Though we think it’s our watertight logic that determines our ballot decisions, the high-minded stuff has less to do with it than we realize. Prior research has shown that similarity creates liking. That’s to say, we tend to vote for the candidates who remind us of ourselves, not just ideologically, but in terms of our personalities.
Studying the Impact of Personality on Voting Decisions
One recent study, conducted by the University of Vienna, looked at how our choice of politicians may actually be more about us than them. What happens when we know almost nothing about the candidate? What do we go on then?
The study set out to show that people tend to factor their self-perceptions into their vote, regardless of how much information is available. To prove their case, researchers asked participants to perform four tasks: 1) They were to rate themselves using an evaluation designed to measure Big Five dimensions of personality; 2) They were to watch short, silent video clips of unknown politicians; 3) They were to evaluate the politicians on the same scale they used to evaluate themselves; 4) They were asked to estimate the probability that they would vote for each candidate.

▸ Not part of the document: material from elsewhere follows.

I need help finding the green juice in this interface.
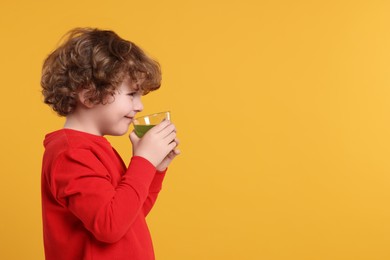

As predicted, the researchers found that people are more likely to vote for leaders they perceive to be similar to themselves. And that’s really no surprise since we usually think that our point of view is the most effective for the running of a government. However, we aren’t simply looking for people who think as we do. We prefer politicians who are fundamentally like us.
Similarity Creates Liking
In the study, both the politicians and their stances were unknown to the participants. The candidates were evaluated on the basis of videos with no sound—think of watching a debate or speech with the TV on mute. What the researches found was, in the absence of reliable data, voters will favor candidates who remind them of themselves. And the similarities they look for tend to line up with the dimensions of personality known as the Big Five.
According to the researchers: “Given that similarity creates liking, we assumed that people sometimes use their own personality as a kind of reference point when expressing preferences for others. This effect may be even more pronounced for personality traits people value highly and in situations of low information such as in our experimental setting.”1 For example, if we’re highly conscientious people, we’re likely to vote for candidates who, upon first impression (even if it’s non-verbal), appear to be at least as conscientious as we are.
The Weight of First Impressions
Even though we’ve all been told not to judge a book by its cover, we still do it. Most of us believe we can rely upon our initial assessments, and we’re basically right about that. “People form first impressions on the basis of appearance and other nonverbal cues. Such cues not only elicit quick attributions of personality traits and emotional states but also appear to provide a sufficiently reliable source of information to support accurate assessment of personality,” said the researchers.2 In other words, the cover is actually a pretty good indicator of the book inside.
That means making a great first impression is especially critical for relatively unknown or low-visibility politicians. Time and opportunity are limited as the politician aims to give people what he or she believes they want.
The results confirmed the researchers’ hypothesis that “first impressions and visual appearance cues affect public decision making processes.”3 They expect these results would apply outside the political arena as well. As the researchers mentioned, “The aim of this study was not to show that people are able to make quite reliable guesses about someone else’s personality on the basis of brief displays of behavior, but that people integrate self-perceptions into the guesses they make.”4
As voters, it helps us to be aware of how much we rely upon first impressions, as well as our tendency to vote for those we believe are like us in personality. A politician’s alignment with our own personality doesn’t necessarily make him or her the best candidate for the office.
Koppensteiner, M., Stephan, P. (2014). Voting for a personality: Do first impressions and self-evaluations affect voting decisions? Journal of Research in Personality, 51, 62-68.